August 3, 1553: London and Victory!

On August 3, 1553 Mary Tudor, now Queen of England and Ireland, entered London in triumph. She had defeated the attempt by her deceased half-brother Edward VI and the president of his council, John Dudley, Duke of Northumberland to place Lady Jane Dudley (nee Gray) on the throne in contravention of Henry VIII's will. Her half-sister Elizabeth accompanied Mary on this triumphant day--the restoration of Mary's claim to the throne as willed by Henry VIII also meant that Elizabeth's claim was more secure. The Elizabeth Files blog provides detail about Mary's entry into London:

On this day in history, 3rd August 1553, Mary, who had just been proclaimed Queen, rode with her half-sister, Elizabeth, from Wanstead to Aldgate to be greeted by the city as its new Queen. Wriothesley’s Chronicle describes Mary’s appearance that day:-

“her gowne of purple velvet French fashion, with sleues of the same, hir kirtle purple satten all thicke sett with gouldsmithes work and great pearle, with her foresleues of the same set with rich stones, with a rich bowdricke of goulde, pearle, and stones about her necke, and a riche billement of stones and great pearle on her hoode, her pallfray that she rode on richly trapped with gould embrodred to the horse feete.”

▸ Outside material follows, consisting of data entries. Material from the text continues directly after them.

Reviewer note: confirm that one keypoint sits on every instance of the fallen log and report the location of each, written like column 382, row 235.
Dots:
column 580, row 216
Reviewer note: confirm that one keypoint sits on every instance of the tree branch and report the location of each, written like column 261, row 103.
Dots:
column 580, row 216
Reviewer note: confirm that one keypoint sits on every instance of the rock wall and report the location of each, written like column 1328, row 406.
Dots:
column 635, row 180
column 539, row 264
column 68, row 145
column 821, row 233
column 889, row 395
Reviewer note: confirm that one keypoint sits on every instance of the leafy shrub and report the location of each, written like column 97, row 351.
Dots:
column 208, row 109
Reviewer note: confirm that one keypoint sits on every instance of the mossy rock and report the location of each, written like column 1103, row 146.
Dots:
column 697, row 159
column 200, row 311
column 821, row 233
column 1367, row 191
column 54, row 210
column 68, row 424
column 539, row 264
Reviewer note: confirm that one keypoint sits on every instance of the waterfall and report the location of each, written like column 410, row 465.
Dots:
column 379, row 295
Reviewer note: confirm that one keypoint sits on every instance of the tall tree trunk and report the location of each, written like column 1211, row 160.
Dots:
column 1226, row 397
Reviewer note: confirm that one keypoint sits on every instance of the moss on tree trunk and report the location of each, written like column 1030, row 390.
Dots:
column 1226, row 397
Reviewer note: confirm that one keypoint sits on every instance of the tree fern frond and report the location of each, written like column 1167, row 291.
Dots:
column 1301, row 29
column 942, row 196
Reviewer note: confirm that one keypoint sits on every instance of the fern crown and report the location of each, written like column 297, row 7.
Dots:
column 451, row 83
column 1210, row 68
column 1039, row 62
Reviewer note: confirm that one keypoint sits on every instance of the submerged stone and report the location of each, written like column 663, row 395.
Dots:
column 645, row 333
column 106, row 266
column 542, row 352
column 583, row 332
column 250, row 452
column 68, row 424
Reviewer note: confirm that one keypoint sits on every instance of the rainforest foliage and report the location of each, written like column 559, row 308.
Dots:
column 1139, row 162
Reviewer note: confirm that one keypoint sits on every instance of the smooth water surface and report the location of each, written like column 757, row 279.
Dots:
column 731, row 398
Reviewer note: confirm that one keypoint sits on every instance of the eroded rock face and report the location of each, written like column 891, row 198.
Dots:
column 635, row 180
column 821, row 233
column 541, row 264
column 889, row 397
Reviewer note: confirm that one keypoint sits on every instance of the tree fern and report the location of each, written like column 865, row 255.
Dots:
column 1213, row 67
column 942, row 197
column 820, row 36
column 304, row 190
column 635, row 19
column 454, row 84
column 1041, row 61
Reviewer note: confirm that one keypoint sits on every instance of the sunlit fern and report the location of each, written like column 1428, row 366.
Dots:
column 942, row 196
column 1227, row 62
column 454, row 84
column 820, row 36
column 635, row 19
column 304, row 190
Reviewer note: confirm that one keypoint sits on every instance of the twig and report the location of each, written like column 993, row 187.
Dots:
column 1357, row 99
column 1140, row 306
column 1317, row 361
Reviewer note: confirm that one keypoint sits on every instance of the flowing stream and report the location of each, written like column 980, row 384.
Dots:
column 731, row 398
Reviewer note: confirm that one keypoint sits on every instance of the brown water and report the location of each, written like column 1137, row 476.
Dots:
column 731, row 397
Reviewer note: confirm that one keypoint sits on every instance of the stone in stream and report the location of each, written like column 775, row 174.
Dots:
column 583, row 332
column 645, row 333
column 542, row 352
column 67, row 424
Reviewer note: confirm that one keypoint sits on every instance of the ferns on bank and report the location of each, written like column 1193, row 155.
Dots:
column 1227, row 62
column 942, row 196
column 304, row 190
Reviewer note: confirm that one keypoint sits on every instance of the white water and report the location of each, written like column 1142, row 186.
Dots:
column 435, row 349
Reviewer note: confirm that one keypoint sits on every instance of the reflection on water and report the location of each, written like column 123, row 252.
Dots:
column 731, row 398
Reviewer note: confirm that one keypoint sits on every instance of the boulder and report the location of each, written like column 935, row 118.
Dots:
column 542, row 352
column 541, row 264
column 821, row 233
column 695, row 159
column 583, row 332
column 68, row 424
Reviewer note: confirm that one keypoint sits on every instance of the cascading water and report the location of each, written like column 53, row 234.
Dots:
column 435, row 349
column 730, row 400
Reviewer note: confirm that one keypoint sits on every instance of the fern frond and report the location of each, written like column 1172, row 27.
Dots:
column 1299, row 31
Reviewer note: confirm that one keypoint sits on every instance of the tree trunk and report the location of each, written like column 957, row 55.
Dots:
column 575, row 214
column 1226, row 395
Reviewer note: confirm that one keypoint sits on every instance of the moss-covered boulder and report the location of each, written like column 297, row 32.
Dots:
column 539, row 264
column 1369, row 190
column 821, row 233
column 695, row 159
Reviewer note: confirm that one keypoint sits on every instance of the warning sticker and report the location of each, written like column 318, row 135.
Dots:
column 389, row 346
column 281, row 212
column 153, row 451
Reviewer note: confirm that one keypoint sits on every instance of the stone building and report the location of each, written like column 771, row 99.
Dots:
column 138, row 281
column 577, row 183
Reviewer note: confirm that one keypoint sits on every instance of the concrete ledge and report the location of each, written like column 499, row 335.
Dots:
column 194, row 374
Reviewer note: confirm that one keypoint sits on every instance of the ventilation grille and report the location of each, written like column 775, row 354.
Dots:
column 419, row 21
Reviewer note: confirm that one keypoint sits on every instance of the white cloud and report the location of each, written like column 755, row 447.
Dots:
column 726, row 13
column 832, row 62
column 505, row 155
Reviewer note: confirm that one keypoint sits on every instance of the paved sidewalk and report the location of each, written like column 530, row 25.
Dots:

Mary's anointing and coronation as Queen in October meant that Elizabeth could be anointed and crowned, because Mary set the precedent for a Queen Regnant to receive the same regalia and ritual a King Regnant received.

The "Nine Days Queen" was held in the Tower of London as was her spouse, Guildford Dudley. Mary demonstrated remarkable clemency in not having Jane executed immediately for treason--although Jane's father-in-law, John Dudley would soon be on the block!

Mary Tudor: Renaissance Queen provides a detailed review of a new book, long-awaited in the UK and USA: Susan Doran and Thomas Freeman (eds.), Mary Tudor: Old and New Perspectives (London: Palgrave Macmillan, 2011), 345pp, noting that it is "one of the most important studies on Mary in recent years."


  1. Queen Elizabeth 1 of sad memory was far more bloody than Blessed Queen Mary 1. That's all I have to say on this. Book is ordered!